Your approach is correct until line #4. $(x + 2)(x + 3) \geq 0$ doesn't mean both of the factors $x + 2$ and $x + 3$ have to be $\geq 0$.
$a \cdot b \geq 0$ implies that either both of $a$ and $b$ are positive or both of $a$ and $b$ are negative (positive times negative is negative, so it can't be the case that one of $a, b$ is positive and another is negative).

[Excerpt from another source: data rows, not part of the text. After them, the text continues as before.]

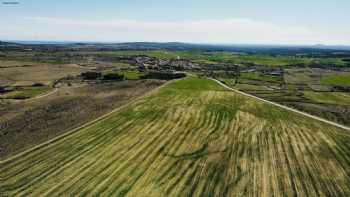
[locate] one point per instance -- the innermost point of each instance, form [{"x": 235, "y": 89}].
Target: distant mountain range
[{"x": 176, "y": 46}]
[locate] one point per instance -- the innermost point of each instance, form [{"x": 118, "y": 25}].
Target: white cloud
[{"x": 200, "y": 31}]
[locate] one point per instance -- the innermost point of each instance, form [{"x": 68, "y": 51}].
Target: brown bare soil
[{"x": 28, "y": 123}]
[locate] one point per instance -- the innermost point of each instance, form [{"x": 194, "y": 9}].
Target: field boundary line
[
  {"x": 86, "y": 125},
  {"x": 284, "y": 107}
]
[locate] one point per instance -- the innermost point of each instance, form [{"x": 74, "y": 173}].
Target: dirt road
[{"x": 285, "y": 107}]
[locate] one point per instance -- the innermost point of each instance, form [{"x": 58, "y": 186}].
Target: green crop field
[
  {"x": 190, "y": 138},
  {"x": 341, "y": 79}
]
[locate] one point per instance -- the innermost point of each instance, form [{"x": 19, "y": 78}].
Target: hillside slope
[{"x": 191, "y": 138}]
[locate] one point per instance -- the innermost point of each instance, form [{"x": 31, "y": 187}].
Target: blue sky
[{"x": 197, "y": 21}]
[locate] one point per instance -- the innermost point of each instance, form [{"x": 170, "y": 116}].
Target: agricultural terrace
[{"x": 190, "y": 138}]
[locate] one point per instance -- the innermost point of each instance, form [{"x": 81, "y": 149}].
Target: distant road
[{"x": 284, "y": 107}]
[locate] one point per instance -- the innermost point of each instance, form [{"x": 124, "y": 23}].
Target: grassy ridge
[
  {"x": 341, "y": 79},
  {"x": 191, "y": 138}
]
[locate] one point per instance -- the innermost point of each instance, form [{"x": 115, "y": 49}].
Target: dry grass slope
[{"x": 192, "y": 138}]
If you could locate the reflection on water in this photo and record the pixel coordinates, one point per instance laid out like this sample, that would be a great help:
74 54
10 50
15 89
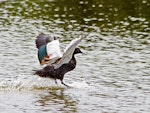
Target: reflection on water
56 99
112 76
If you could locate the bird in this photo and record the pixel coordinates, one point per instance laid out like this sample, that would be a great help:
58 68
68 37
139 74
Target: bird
55 63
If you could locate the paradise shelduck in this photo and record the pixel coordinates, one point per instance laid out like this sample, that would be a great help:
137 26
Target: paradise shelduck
56 63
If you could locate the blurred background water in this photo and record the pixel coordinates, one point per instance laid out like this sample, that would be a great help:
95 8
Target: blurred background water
112 76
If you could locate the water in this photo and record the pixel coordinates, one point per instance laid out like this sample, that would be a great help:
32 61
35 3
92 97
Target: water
112 76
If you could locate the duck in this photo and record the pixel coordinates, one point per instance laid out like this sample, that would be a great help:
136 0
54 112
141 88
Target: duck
56 64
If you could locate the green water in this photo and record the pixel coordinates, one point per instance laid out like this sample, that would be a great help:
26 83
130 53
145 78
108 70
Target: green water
112 75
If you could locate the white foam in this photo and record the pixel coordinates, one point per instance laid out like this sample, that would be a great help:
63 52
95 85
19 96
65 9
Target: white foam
80 85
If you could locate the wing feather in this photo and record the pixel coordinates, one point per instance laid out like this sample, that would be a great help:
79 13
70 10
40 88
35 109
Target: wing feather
68 52
41 40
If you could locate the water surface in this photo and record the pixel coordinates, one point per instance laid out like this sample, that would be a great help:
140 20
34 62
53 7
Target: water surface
112 76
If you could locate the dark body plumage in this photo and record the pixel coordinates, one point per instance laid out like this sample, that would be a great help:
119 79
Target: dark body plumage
50 72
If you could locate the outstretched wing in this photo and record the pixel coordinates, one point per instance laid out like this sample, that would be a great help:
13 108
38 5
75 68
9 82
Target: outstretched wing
48 48
41 39
68 52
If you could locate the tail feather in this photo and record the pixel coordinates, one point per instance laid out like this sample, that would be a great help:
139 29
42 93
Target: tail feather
45 72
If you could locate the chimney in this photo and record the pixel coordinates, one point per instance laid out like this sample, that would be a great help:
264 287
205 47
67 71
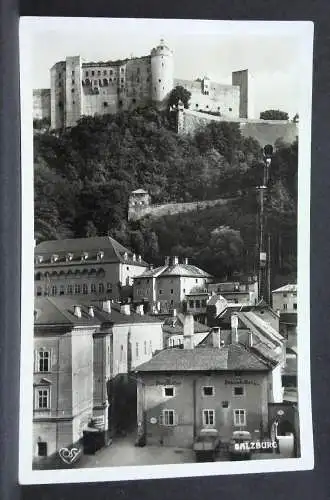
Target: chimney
234 329
125 309
140 309
188 331
106 306
77 311
216 337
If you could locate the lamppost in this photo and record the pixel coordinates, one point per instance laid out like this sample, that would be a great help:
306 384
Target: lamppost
264 252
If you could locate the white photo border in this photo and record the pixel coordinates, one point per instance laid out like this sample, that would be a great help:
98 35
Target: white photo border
303 30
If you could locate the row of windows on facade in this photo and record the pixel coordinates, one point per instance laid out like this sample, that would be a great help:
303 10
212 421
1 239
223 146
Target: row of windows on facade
44 361
197 304
170 417
75 289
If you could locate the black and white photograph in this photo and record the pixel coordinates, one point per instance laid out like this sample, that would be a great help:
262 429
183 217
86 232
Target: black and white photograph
165 260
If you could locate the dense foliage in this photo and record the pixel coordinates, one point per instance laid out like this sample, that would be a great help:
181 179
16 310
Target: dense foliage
83 178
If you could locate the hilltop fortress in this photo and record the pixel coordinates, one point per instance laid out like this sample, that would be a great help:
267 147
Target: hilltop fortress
80 88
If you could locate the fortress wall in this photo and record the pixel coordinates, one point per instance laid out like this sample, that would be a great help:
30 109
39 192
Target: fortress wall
264 131
173 208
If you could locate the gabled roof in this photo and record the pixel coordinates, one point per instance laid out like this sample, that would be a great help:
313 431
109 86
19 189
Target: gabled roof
286 288
234 357
59 311
112 249
186 270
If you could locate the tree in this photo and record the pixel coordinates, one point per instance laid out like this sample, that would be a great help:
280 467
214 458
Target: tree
178 94
274 114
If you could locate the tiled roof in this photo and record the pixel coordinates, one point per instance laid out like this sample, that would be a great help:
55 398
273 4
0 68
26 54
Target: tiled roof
112 249
233 357
286 288
60 311
176 270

Thus, either $x + 2 \geq 0, x + 3 \geq 0$ or $x + 2 \leq 0, x + 3 \leq 0$. In the first case we get, by rearranging, $x \geq -2, x \geq -3$ and in the second case, similarly, $x \leq -2, x \leq -3$.
Now $x \geq -2$ automatically implies $x \geq -3$, so knowing $x \leq -3$ is superfluous information : the relevant conclusion is $x \geq -2$.
Similarly, $x \leq -3$ automatically implies $x \leq -2$. So $x \leq -2$ is superfluous, and the information of interest is $x \leq -3$.
Hence, the inequality holds if and only if $x \geq -2$ or $x \leq -3$. In mathematical notation, the solution of the inequality is $x \in (-\infty, -3] \cup [-2, \infty)$.